Cost of Blocked working capital:

– The taxpayer’s funds get blocked as he is required to pay taxes on inward supplies as well as on the outward supplies unless the invoices get reflected in GSTR-2A.

Government’s determination to deny credit to the recipient if the supplier fails to deposit GST; and face another trail similar to the one in Arise India. But until then, trade is faced with this determination that presents itself in the form of rule 36(4) that was notified to apply to all returns filed from 9 Oct 2019.

Authority to ‘prescribe’ ways in which eligible credits would be restricted lies in section 43A of Central GST Act but that section is yet to be notified; however, restricting unmatched credits “up to 10 percent” has already been rolled out by a new rule 36(4). Whether this too is an ‘impossible eventuality’ will certainly be put to Courts to answer but trade will require to self-assess the extent of ‘credit overdraft’ that will be tolerated in the form of this new rule. GST promised to allow a seamless flow of credit, but this seems farther from that truth.

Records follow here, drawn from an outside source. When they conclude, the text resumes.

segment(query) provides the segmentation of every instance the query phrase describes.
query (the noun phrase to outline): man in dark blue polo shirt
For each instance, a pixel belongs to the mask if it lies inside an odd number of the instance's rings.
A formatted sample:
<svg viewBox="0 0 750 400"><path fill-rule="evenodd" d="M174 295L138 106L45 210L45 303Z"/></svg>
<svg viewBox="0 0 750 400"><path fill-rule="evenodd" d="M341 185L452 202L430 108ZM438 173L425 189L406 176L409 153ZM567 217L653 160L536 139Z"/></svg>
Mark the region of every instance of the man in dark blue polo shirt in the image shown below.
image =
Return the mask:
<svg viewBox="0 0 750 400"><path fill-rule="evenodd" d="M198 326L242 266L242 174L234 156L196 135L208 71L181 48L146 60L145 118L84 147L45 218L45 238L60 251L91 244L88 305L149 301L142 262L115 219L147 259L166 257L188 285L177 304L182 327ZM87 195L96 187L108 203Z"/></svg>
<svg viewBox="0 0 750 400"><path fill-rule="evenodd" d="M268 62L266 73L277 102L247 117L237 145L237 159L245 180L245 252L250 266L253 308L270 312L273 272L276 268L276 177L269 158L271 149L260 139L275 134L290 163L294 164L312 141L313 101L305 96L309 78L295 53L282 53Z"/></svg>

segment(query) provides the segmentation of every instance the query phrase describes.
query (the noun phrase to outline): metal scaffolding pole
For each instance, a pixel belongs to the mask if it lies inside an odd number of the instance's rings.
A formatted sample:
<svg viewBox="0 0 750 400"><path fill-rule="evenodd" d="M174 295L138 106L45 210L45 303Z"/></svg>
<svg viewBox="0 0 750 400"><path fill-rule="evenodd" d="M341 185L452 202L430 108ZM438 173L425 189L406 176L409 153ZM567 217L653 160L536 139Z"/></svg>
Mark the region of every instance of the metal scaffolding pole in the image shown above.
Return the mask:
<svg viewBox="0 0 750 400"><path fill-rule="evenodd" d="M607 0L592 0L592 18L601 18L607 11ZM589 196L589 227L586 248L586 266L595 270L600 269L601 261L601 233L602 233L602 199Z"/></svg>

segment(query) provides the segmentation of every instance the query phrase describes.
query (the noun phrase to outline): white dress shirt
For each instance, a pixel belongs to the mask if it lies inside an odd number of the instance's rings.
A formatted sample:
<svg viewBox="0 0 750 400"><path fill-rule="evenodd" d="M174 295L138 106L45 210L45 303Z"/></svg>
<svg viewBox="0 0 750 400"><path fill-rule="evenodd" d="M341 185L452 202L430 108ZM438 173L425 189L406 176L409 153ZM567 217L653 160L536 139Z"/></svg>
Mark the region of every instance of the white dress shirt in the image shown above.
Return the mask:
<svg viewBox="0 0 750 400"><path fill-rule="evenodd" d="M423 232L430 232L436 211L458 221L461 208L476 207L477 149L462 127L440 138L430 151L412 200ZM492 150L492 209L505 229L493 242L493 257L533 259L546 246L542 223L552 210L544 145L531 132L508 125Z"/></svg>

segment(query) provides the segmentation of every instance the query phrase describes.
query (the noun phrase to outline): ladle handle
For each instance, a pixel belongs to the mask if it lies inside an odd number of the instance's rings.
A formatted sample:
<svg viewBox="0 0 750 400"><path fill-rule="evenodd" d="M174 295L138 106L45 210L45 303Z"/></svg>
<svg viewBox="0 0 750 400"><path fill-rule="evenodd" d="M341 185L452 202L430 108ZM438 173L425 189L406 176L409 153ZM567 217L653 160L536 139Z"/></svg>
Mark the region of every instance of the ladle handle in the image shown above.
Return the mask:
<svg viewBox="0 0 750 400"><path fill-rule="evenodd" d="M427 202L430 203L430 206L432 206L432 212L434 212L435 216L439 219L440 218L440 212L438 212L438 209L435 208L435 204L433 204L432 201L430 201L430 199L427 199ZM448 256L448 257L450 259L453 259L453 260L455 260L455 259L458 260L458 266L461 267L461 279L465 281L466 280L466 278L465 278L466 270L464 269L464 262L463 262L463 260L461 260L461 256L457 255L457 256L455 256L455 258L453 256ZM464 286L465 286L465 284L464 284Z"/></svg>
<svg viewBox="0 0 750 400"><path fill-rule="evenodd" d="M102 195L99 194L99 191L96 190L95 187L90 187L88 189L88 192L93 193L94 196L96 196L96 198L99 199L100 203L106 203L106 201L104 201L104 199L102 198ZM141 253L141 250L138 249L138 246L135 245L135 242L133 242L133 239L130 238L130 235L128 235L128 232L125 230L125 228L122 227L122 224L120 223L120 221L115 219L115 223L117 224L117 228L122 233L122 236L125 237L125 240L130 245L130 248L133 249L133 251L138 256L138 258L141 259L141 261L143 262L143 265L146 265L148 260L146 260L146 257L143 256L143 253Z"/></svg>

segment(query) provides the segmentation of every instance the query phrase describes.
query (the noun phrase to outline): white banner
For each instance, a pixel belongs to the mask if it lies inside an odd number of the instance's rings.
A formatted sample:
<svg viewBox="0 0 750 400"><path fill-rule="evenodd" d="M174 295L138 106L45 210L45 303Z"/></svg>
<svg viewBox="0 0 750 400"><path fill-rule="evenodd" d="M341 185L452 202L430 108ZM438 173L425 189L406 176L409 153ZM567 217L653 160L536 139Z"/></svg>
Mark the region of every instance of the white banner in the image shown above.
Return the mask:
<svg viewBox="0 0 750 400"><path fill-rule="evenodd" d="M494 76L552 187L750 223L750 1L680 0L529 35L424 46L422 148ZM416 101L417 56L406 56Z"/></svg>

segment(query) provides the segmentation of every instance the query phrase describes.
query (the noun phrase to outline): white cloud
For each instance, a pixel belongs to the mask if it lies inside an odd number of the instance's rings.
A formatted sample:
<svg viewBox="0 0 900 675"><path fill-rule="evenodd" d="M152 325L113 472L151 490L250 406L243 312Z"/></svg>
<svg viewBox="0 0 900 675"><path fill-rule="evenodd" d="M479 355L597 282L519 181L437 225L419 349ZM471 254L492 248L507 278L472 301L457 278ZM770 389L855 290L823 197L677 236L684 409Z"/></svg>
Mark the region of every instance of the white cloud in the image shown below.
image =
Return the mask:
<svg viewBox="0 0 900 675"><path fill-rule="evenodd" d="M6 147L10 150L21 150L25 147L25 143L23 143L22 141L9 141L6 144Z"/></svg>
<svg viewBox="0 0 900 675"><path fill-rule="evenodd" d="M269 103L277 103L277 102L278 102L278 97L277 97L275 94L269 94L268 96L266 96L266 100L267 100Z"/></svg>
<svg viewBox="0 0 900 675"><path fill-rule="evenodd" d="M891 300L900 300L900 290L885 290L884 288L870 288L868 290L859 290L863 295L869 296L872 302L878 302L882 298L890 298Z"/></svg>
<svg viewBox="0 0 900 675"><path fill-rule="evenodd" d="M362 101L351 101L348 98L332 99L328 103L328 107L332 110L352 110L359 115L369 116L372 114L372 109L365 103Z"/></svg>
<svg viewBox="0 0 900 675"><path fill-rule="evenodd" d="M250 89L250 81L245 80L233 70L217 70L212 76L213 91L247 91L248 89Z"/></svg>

Arguments ‘for’ and ‘against’

The case for the Government is that ‘credit cannot be allowed of tax that has not reached the Government’. And ‘seamlessness’ is actually a promise to ‘flow what’s there to have flowed’. And if tax has not reached the Government, there’s nothing to ‘flow’ to the recipient. If a Recipient can take care to verify that right quantity and quality of supplies were delivered and that Supplier can take care to issue invoice and collect payment in time, can Government be expected to look into remittance of this tax with no responsibility shouldered by parties involved in carrying out the taxable supply? Can parties to the taxable supply still take shelter under ‘impossible eventuality’?

The case of trade is entirely different because the recipient cannot be held responsible for the failure of the supplier. Hon’ble Supreme Court has held that tax credit is ‘indefeasible and vested right’ in Eicher Motors Ltd. v. UoI 1999 (106) ELT 3 (SC). The question would, therefore, revolve around ‘time of vesting’. If it is a right that is ‘not yet vested’ (or inchoate right), then such unvested rights are for non-vesting. And if the right has already vested, then it’s indefeasible and leaves no room for the Government to unsettle it. In fact, Hon’ble Gujarat High Court, although on other grounds, reiterated this principle while striking down a questionable proviso in notification 20/2018-CT(R) dated 26 Jul 2018 in Shabnam Petrofils (P) Ltd. v. UoI in CA 16213 of 2018 (Guj.) that attempted to ‘lapse’ vested credits.

The jury is out as to on whose side does ‘balance of convenience’ lie; and whether this was the real meaning of responsibility that taxpayers bargained for while seeking “minimal Government, maximum governance”. The government would say “yes”, because GST is a ‘self-assessment’ tax where tax administration has retained authority to interfere only by exception, howsoever extensive and pervasive these exceptions may be.